Hint: Note that we can bend and twist the surface
(although this may not be entirely physically possible) and still maintain this
similarity.
- (Easy question:) Pick a surface with glued sides that is easy to glue
and physically glue its edges. Do any of the paths change? What
about if you move this surface around the room? What if you crease the surface?
- Is the torus tied in a knot? How can you tell? Are any of the other
surfaces tied in a knot? Again, how can you tell?
Summarize:
We've been looking at surfaces almost entriely from one point
of view, the intrinsic topological view (except in question 11). In the first
question, we calculated what is known as the Euler number of a surface. We also examined
whether or not the surfaces had boundaries(edges), how paths close on surfaces,
how paths separate surfaces into regions, and which surfaces had would flip a
path from top to bottom or from left to right (This property is called
nonorientability. Surfaces without this property are orientable). These
properties are intrinsic because you need not know if or how the surface is
positioned in a higher dimesnion to analyze them (see question 10). They are
topological because they do not change regardless of how you bend, fold or cut
and reglue the surface (as long as you maintain proper alignment when
regluing)(This is in contrast to geometric properties, which can change
if a surface is bent, folded, etc.).
These properties are worth looking at because they are the properties we
would have to look at to determine the shape of our own space or reality. We are
limited to looking at intrinsic properties for two reasons:
1) Our physical reality may not exist in a higher dimension.

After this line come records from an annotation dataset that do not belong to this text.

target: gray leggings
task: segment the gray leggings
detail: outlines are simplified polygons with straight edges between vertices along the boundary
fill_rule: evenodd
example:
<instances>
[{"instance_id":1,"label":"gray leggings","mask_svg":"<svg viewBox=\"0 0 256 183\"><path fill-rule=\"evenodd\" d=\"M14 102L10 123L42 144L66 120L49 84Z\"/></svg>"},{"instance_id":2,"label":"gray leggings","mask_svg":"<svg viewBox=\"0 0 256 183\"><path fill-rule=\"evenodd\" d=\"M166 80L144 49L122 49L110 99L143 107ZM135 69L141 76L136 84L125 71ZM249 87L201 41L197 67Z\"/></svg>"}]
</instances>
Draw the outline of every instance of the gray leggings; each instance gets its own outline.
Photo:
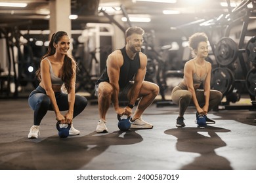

2) Even on the off chance that we do exist in a reality imbedded in a
higher dimension, as inhabitants of this reality, we
cannot discern extrinsic ('non-intrinsic') aspects of this reality, nor are we
affected by them. This is analagous to the way the paths are not affected
by crumbling or creasing the surface.
We choose to analyze topological properties because under the
right circumstances (like that the universe has the same geometric
properties everywhere), the topology of the reality essentially
determines both its topology and geometry.
One of the most useful tools for investigating the intrinsic
topology of a surface is the fundamental domain. This is a
representation of the surface that can be placed in in a space of the
same dimension as the surface. As a result, only intrinsic properties
can be observed, and thus we do not have to differentiate between the
intrinsic and the extrinsic. Furthermore, from the fundamental domain we
get a direct analogy to one of the possibilities of our own space: a
surface that exists only within its own dimension.
Variations:
- On surfaces with glued sides,
each path must cross a glued side.
- On a Klein bottle, on every other
turn, each player's
path must pass through the sides glued
with a twist.
- Draw some walls on the surfaces by
connecting points on opposite sides. Play
some games with the added rule that you
can't cross the walls.
- Play with multiple players.
- Play with any number of starting dots.
- In an effort to induce critical analysis of surfaces and
their properties, the game can be played so that each player can move in some
way that violates properties of the surface being played on. The other player
must catch the error before moving, or else the move is allowed. In this way,
players with a greater understanding of the surface being played on will be
rewarded. On the other hand, using this rule before the players understand the
surfaces may cause problems.
- The purpose of the game is to get students accustomed to the shape of
the space and to the consequencees of gluing and nonorientability. Therefore in
early games you may require that lines/dots lying on a glued side be
represented on both glued sides. You may even want to go so far as to actually
physically glue or tape together the sides of the simpler surfaces(see
surfaces sheet). This is especially useful when determining what is or isn't a
valid move and why. Later on, you may want to remove this requirement in order
to induce the students to make that relationship intuitively when playing.